In India, retailers experienced a challenging task reaching out to consumers due to the strict lockdown imposed by the government. The lockdown restricted consumers’ movement outside of their homes. To overcome this situation, where consumers were both unable and afraid to go outside, retailers developed innovative approaches, such as setting up mobile retail stores within the premises of housing societies. For example, retailers such as Max Fashion and Reliance Trends worked on setting up these stores within the community area of residential societies over the weekends, which allowed consumers to shop for apparel, bags, sunglasses, etc. from the comfort of their community. Retailers also offered video tours of their stores to consumers to show them their collections. For example, fine jewellery retailer Tanishq offered video tours of its store to consumers. In addition, retailers also visited consumers’ residences to show them their collections at their homes and help them make a purchasing decision. Fine jewellery retailer Tanishq and eyewear retailer Lenskart were amongst the few players that leveraged this strategy.

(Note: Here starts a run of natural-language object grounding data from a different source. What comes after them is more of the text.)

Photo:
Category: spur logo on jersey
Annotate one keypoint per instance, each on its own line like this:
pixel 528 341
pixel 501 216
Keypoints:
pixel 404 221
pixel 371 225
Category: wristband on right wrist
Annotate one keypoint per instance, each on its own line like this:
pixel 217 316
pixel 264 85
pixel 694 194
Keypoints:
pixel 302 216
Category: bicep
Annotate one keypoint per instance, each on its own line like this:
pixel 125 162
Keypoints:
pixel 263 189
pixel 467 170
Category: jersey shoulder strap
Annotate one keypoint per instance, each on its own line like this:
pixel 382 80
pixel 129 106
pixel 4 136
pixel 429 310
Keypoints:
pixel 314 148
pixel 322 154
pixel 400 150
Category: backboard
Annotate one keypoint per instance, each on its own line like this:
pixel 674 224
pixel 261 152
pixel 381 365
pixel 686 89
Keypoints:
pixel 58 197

In the case of Japan, the pandemic resulted in direct-to-consumer brands growing faster than traditional wholesale brands. For example, in the case of fine jewellery and watches, several consumers in Japan still enjoy trying out products before making a purchase. They also prefer styling different pieces of accessories in their daily lives. To cater to this consumer base, subscription services such as Laxus in bags and luggage and KARITOKE in watches are rapidly expanding their user bases following the COVID-19 pandemic. Even spectacles retailer Megane Super has launched a subscription service, where members can replace spectacle lenses or frames for a monthly subscription fee of JPY1,000, JPY2,000 or JPY3,000, depending on the plan. With this, the company is encouraging consumers to have multiple pairs of spectacles for different usage occasions to ease eye stress.

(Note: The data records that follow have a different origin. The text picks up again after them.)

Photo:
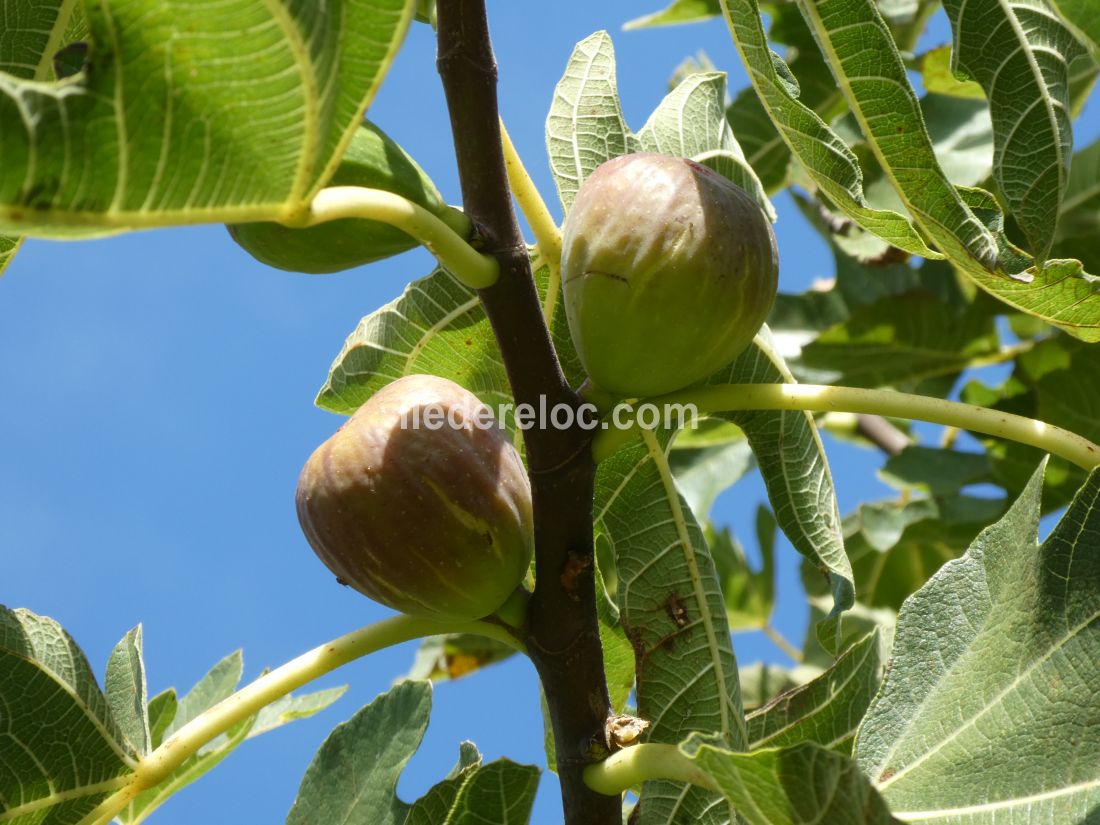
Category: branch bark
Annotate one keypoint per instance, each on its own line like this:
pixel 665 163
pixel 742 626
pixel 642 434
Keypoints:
pixel 563 635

In South Korea, mobile-exclusive brands are gaining traction, as they make it easier to attract consumers, especially the younger generation within the 10-20 age bracket. An example of this is Korean jewellery brand Didier Dubot, which is owned by Sejung Corp. The company worked towards strengthening its positioning by launching Debong Didi, a jewellery line exclusively available at Kakao Gift.

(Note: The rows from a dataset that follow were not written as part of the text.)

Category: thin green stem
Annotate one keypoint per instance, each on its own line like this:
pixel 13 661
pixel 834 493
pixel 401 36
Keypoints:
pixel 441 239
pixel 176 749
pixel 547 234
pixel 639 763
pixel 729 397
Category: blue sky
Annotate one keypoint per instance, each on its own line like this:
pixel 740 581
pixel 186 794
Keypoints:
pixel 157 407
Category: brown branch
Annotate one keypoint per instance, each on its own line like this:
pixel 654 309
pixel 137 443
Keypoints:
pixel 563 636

Adapting to the new global era
With the pandemic disrupting consumer behaviours, purchasing patterns and income levels, retailers are expected to be creative when focusing on their distribution strategies. In order to stay ahead, companies will have to focus on a stronger omnichannel presence which allows them a competitive advantage. Identifying evolving purchasing trends and channels through which consumers are quite comfortable shopping will transform distribution strategies and help businesses grow globally.